L'importation des idées renouvelle aussi la pensée française ; elle lui permet de questionner sa propre conscience nationale et de s'interroger sur son passé. Sur le nazisme, deux ouvrages traduits ont marqué l'année, celui de Raul Hilberg, la Destruction des juifs d'Europe (Fayard), et Hitler et la solution finale, de Gérald Fleming (Julliard).

En cette année électorale, d'autres méditations politico-économiques ont été publiées : dans Au propre et au figuré, une histoire de la propriété (Fayard), Jacques Attali définit le désir de possession comme une réponse de l'homme à la mort.

La dichotomie entre la connaissance scientifique et la pensée philosophique semble s'atténuer ; les savants réfléchissent sur leur discipline et les penseurs, sur la science. Pierre Thuillier, dans les Passions du savoir (Fayard), regrette l'hégémonie de la science sur l'ensemble de notre civilisation et réfléchit sur le bon et le mauvais usage de la vérité. Selon Alan Chalmers, la science fournit assez de raisons pour ne pas désespérer de la raison. (Qu'est-ce que la science ?, la Découverte.)

Certains intellectuels, enfin, philosophent aussi sur la frivolité : Gilles Lipovetsky (l'Empire de l'éphémère, Gallimard) et Paul Yonnet (Jeux, modes et masses, Gallimard) voient dans l'émergence des modes non une aliénation, mais une libération de l'individu. Cette logique de l'éphémère régirait aujourd'hui le tout social, y compris le mouvement des idées.

Françoise Devillers

Littérature mondiale

Les éditeurs français se sont largement nourris de littérature étrangère ; parmi celle qui vient des États-Unis, les mémoires d'Arthur Miller (Au fil du temps) ont piqué notre curiosité, de même que le premier roman du journaliste Tom Wolfe, le Bûcher des Vanités. Le dernier roman de Joyce Carol Oates (Maya) est plus autobiographique que les précédents. Nous avons aussi découvert deux jeunes romancières, dont les livres ont été des best-sellers en Amérique : Louise Erdrich (la Branche cassée) et Amy Hempel (Des raisons de vivre). On doit à Gallimard la traduction de deux inédits de William Faulkner : Elmer et le Père Abraham.

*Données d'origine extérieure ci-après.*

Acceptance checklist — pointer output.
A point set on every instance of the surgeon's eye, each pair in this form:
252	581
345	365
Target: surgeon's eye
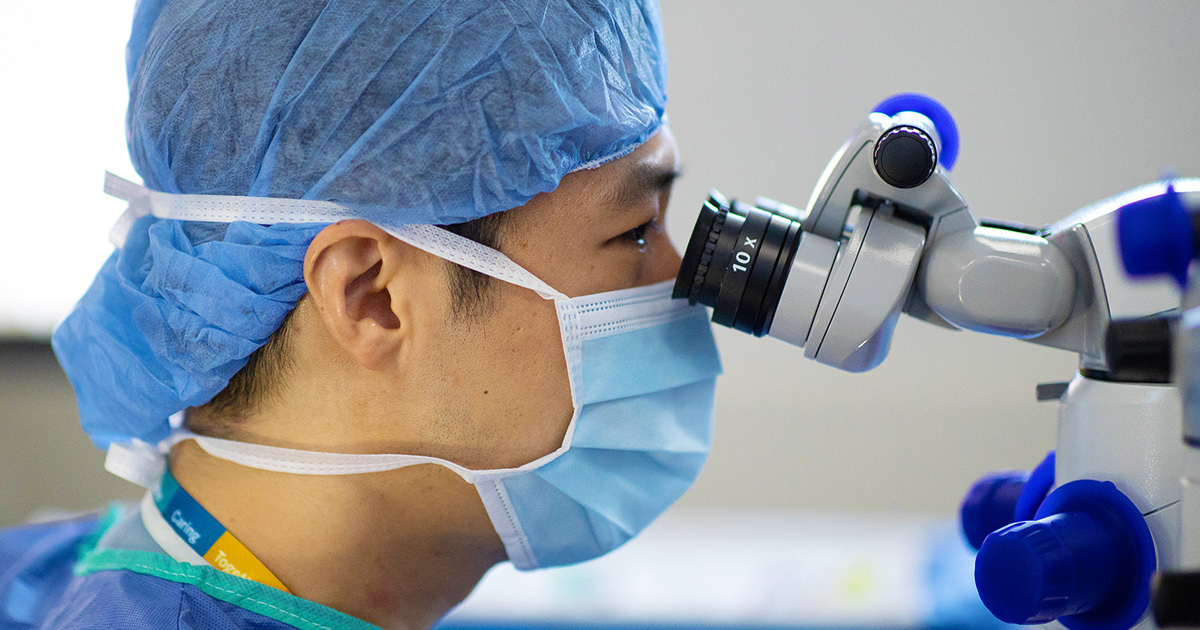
637	235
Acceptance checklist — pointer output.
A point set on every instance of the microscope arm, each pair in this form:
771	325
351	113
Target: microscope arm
999	281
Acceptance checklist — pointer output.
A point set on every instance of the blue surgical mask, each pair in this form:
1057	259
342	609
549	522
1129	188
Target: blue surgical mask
642	370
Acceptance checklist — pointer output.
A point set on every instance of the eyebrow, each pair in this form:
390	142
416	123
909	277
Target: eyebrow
640	181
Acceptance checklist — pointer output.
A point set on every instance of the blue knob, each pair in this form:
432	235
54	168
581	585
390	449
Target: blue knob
990	504
1001	498
1156	237
937	114
1036	571
1086	561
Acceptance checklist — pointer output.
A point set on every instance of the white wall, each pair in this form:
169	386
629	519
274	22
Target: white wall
1059	105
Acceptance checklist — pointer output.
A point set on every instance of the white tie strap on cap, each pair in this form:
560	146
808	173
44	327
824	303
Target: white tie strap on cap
268	210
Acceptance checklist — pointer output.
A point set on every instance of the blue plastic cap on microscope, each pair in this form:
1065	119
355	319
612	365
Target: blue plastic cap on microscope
937	114
1085	562
1156	237
990	504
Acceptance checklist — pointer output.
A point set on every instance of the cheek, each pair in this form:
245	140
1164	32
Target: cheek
515	388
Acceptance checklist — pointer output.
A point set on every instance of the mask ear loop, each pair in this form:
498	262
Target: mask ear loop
133	461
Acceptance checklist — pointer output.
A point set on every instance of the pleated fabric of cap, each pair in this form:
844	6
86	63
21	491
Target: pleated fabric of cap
420	111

Les éditeurs aiment à exhumer les tout premiers textes des grands auteurs, chargés des prémices de l'œuvre à venir. Ce fut le cas pour le roman de jeunesse du Cubain Alejo Carpentier, Ekoué-Yampa-o. Deux voix d'exilés d'Amérique latine se sont fait entendre : celle de Reinaldo Arenas, avec le Portier, et de Carmen Castillo, avec Un jour d'octobre à Santiago : tandis que le Péruvien Mario Vargas Llosa racontait, à travers un roman policier bien monté (Qui a tué Palomino Molero ?), les tourments d'un peuple réduit au silence. Octavio Paz a atteint à l'universel avec le portrait d'une religieuse du xviie siècle, poète et rebelle : Sor Juana Inés de la Cruz.

La littérature espagnole donne l'image d'un pays qui cherche à échapper au souvenir du franquisme ; ainsi, le Pianiste de Manuel Vasquez Montalban. Eduardo Mendoza a fasciné le public français avec la Ville des prodiges, épopée flamboyante située à Barcelone. L'intérêt pour les lettres portugaises s'est manifesté par la publication des œuvres de Fernando Pessoa, l'un des poètes les plus hallucinants du siècle. Les deux compères italiens Fruttero et Lucentini n'ont pas déçu leurs fidèles, avec l'Amant sans domicile fixe, dont Venise est le principal personnage, et leur essai la Prédominance du crétin. C'est à Venise aussi, en 1972, que Dino Buzzati, averti de sa mort prochaine, travestit en fables ses ultimes méditations et donna Le régiment part à l'aube, traduit cette année. Les Français ont fréquenté la Sicile baroque du xviiie siècle en lisant Lunaria et le Retable de Vincenzo Consolo, et ont découvert un autre grand auteur, traduit pour la première fois : Anna Maria Ortese (l'Iguane).

La Grande-Bretagne a retrouvé son génie de l'excentricité, à travers quelques vieilles dames très indignes à l'humour corrosif ; leurs personnages défilent dans : Une lubie de Monsieur Fortune (Sylvia Townsend Warner), l'Appropriation (Muriel Spark), les Excentriques anglais (Edith Sitwell) ; enfin, celui qu'on dit le plus doué des jeunes romanciers britanniques, William Boyd, nous a livré les Nouvelles Confessions, inspirées par celles de Jean-Jacques Rousseau. Quant à Theodor Zeldin, cet universitaire anglais qui se passionne d'habitude pour l'histoire des Français, il a confié à une fiction allégorique ses réflexions sur le Bonheur.